This case study is all about using grid searches to identify the optimal parameters for a machine learning algorithm. To complere this case study, you'll use the Pima Indian diabetes dataset from Kaggle and KNN. Follow along with the preprocessing steps of this case study.
Load the necessary packages
import numpy as np
import pandas as pd
import matplotlib.pyplot as plt
import seaborn as sns
sns.set()
# set random seed to try make this exercise and solutions reproducible (NB: this is just for teaching purpose and not something you would do in real life)
random_seed_number = 42
np.random.seed(random_seed_number)
diabetes_data = pd.read_csv('data/diabetes.csv')
diabetes_data.head()
Start by reviewing the data info.
diabetes_data.info()
Apply the describe function to the data.
diabetes_data.describe()
Currently, the missing values in the dataset are represented as zeros. Replace the zero values in the following columns ['Glucose','BloodPressure','SkinThickness','Insulin','BMI'] with nan .
diabetes_data[['Glucose','BloodPressure','SkinThickness','Insulin','BMI']] = diabetes_data[['Glucose','BloodPressure','SkinThickness','Insulin','BMI']].replace({0:np.nan,'0':np.nan})
diabetes_data.head()
Plot histograms of each column.
diabetes_data.hist(figsize=(15,10))
plt.subplots_adjust(hspace=0.2)
plt.xticks(rotation='vertical')
plt.tight_layout()
plt.show();
diabetes_data['Glucose'].fillna(diabetes_data['Glucose'].mean(), inplace = True)
diabetes_data['BloodPressure'].fillna(diabetes_data['BloodPressure'].mean(), inplace = True)
diabetes_data['SkinThickness'].fillna(diabetes_data['SkinThickness'].median(), inplace = True)

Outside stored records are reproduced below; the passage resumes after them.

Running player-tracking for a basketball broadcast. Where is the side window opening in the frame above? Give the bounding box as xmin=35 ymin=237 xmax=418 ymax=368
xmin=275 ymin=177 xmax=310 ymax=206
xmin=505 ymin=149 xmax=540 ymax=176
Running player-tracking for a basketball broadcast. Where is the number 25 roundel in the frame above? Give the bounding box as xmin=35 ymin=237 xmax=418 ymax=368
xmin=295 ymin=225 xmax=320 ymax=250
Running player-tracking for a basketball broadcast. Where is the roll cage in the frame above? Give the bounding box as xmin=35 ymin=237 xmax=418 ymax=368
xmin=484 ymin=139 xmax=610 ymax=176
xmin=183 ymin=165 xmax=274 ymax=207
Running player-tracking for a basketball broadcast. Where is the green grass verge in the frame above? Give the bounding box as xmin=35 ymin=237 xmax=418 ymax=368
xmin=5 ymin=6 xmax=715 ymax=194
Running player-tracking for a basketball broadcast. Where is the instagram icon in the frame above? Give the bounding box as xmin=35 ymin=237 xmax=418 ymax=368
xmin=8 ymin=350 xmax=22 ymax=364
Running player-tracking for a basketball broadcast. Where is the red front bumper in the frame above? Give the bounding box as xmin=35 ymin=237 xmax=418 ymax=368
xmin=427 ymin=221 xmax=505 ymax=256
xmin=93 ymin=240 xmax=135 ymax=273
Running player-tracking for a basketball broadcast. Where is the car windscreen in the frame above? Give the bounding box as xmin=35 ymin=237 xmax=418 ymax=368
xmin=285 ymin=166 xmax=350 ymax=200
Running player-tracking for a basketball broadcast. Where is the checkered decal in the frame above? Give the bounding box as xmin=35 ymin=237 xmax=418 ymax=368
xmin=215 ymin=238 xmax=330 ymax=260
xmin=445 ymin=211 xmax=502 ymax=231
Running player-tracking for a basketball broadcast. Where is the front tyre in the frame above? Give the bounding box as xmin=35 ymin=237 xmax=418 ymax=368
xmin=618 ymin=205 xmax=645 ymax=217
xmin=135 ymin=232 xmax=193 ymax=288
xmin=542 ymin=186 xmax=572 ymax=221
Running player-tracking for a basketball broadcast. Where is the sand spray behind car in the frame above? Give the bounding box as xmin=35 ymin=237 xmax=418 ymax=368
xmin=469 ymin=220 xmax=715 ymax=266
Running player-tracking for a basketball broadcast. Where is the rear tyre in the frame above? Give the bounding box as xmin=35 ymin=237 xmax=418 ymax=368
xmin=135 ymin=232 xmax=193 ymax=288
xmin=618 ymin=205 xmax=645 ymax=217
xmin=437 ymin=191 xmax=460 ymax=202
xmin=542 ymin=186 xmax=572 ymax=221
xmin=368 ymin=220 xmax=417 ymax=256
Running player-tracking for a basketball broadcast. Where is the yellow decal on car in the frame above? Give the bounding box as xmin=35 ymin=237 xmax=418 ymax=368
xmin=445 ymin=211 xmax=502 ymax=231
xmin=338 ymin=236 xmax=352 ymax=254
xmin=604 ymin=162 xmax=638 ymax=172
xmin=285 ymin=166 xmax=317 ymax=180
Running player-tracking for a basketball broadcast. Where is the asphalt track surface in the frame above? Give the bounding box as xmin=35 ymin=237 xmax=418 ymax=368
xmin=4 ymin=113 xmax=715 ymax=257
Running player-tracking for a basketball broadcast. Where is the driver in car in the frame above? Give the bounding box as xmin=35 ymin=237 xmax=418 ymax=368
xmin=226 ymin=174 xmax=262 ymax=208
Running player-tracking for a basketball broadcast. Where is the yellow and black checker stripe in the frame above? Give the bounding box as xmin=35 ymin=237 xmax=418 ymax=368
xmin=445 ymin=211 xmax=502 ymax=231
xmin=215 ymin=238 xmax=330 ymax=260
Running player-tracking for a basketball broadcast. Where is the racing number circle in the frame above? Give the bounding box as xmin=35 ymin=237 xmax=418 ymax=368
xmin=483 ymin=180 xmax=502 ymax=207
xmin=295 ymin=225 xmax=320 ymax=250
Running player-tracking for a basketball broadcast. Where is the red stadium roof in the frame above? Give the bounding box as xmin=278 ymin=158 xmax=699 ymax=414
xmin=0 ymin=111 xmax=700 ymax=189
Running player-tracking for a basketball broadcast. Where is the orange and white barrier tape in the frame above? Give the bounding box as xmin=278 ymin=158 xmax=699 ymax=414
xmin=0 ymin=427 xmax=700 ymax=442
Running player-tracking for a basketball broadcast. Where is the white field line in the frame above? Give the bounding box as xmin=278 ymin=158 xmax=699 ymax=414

diabetes_data['Insulin'].fillna(diabetes_data['Insulin'].median(), inplace = True)
diabetes_data['BMI'].fillna(diabetes_data['BMI'].median(), inplace = True)
Plot histograms of each column after replacing nan.
diabetes_data.hist(figsize=(15,10))
plt.subplots_adjust(hspace=0.2)
plt.xticks(rotation='vertical')
plt.tight_layout()
plt.show();
plt.figure(figsize=(12,10))
print('Correlation between various features')
p=sns.heatmap(diabetes_data.corr(), annot=True,cmap ='Blues')
Define the `y` variable as the `Outcome` column.
y = diabetes_data.Outcome
Create a 70/30 train and test split.
X = diabetes_data.drop('Outcome',axis=1)
# Train Test split
from sklearn.model_selection import train_test_split
X_train, X_test, y_train, y_test = train_test_split(X, y, test_size=0.3, random_state=42)
Using Sklearn, standarize the magnitude of the features by scaling the values.
Note: Don't forget to fit() your scaler on X_train and then use that fitted scaler to transform() X_test. This is to avoid data leakage while you standardize your data.
# Scale
from sklearn.preprocessing import StandardScaler, MinMaxScaler
scaler = StandardScaler()
X_train = scaler.fit_transform(X_train)
X_test = scaler.transform(X_test)
X_train.shape
from sklearn.neighbors import KNeighborsClassifier
test_scores = []
train_scores = []
for i in range(1,10):
knn = KNeighborsClassifier(i)
knn.fit(X_train,y_train)
train_scores.append(knn.score(X_train,y_train))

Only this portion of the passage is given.